Grabowski and others were interviewed earlier this week, before Apple announced late Wednesday that it would hold a news conference Friday at 10 a.m. PT, 1 p.m. ET, at its Cupertino, Calif. headquarters. The company has said the quickly-called conference -- a major departure from its usual practice -- would be about the iPhone 4, but has provided no additional details.
Analysts have assumed that Apple will use the event to address the iPhone 4's antenna and reception issues.
Complaints about the iPhone 4's reception surfaced within hours of its June 24 launch, as buyers griped that touching the external antenna -- embedded in a steel band that encircles the case -- often dropped calls or caused the signal strength indicator to plummet. Apple quickly acknowledged that holding the iPhone 4 could weaken the signal, but told consumers to hold their phones differently, or buy a case. A week later, the company claimed that the iPhone 4's signal formula was flawed and promised to update the software .
"Apple's correctly assumed that existing iPhone owners and Apple devotees are mostly unfazed by this," said Grabowski, "but it's the potential buyers it should be worrying about. With these complaints, people who aren't yet iPhone owners won't want to buy one until they resolve this."
And the clock is ticking, Grabowski said Tuesday in an interview with Computerworld. "It's still fixable," he said. "Apple has such a strong brand reputation and so many resources. There's still time. I don't think we're at the point of no return yet, but we're getting very close to it."
Other experts said Apple's problem isn't that big of a deal.
"I think this has been made into a mountain from a molehill," said Jim Lukaszewski of The Lukaszewski Group, a crisis management consultancy. "Apple is a brand we trust, and consumers are hungry to buy its products whether they work or not. People will buy Apple's products until the cows come home."
Both Grabowski and Lukaszewski said that if Apple was their client, they would urge the company to come clean on the iPhone's antenna and reception problems, then give away free Bumper cases, or sell them at steep discount to all iPhone 4 owners.
"Apple should consider the problem as real, then offer cases at no-cost or low-cost," said Grabowski. "That would address most of the problems. They need to make a grand gesture that shows the company does care about its customers."
Grabowski also recommended that Apple be more transparent in its messages to consumers, something the company has traditionally resisted. Even among technology companies that typically play things close to the vest, Apple is notorious for its secrecy.
"They have to show some responsiveness on this," Grabowski said.
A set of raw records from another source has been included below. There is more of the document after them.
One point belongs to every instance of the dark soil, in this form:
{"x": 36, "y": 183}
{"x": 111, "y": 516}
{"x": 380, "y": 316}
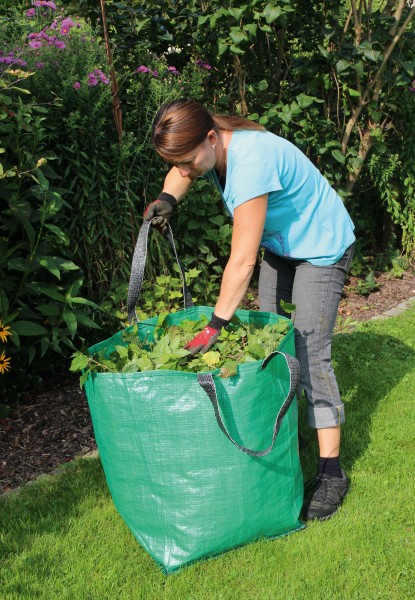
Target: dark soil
{"x": 52, "y": 425}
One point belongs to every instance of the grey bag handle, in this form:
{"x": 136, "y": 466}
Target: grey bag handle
{"x": 208, "y": 384}
{"x": 137, "y": 271}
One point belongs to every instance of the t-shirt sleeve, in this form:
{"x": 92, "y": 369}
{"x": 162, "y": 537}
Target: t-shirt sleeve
{"x": 251, "y": 178}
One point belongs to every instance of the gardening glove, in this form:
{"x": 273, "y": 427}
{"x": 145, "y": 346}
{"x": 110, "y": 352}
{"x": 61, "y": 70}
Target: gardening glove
{"x": 207, "y": 337}
{"x": 162, "y": 210}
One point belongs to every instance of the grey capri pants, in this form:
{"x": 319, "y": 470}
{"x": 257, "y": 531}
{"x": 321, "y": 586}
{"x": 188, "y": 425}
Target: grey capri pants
{"x": 316, "y": 293}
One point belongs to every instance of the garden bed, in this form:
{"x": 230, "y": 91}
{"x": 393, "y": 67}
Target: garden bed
{"x": 52, "y": 425}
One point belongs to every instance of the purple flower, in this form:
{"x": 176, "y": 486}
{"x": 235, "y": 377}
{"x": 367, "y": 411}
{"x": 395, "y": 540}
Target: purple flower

Lukaszewski agreed that Apple could most easily reverse the negative publicity over the iPhone 4 failings by giving away cases. But a full product recall, which some have speculated might be the only way to appease consumers, is "totally silly, totally out there," Lukaszewski said.
"Apple does know how to solve problems," said Lukaszewski. "They've faced things like this before, but this one is really public. I think a greater concern customers should have is the lack of service by AT&T."
Apple met its previous most-notable iPhone public relations problem in 2007 when, less than two months after the introduction of the original model, CEO Steve Jobs announced a US$200 price cut for the 8GB iPhone. Consumers who had already purchased the iPhone at the original $599 price were outraged, and flooded Apple's support forum with angry messages.
The next day, Jobs said that Apple would give a $100 credit to the company's online store to all current iPhone owners, and also acknowledged Apple's mistake. "We need to do a better job taking care of our early iPhone customers as we aggressively go after new ones with a lower price," Jobs said in an letter dated Sept. 6, 2007. "Our early customers trusted us, and we must live up to that trust with our actions in moments like these."
Consumer Reports, the product testing and rating magazine, joined Grabowski and Lukaszewski in urging Apple to stifle the newest iPhone brouhaha by handing out free cases, which it said will solve the reception issues .
"We insist that Apple pays for the fix, not consumers," said Mike Gikas, a senior editor with the publication in an interview Tuesday. "The best solution would be for Apple to issue a case with the iPhone 4, or give consumers a credit at its online store for one."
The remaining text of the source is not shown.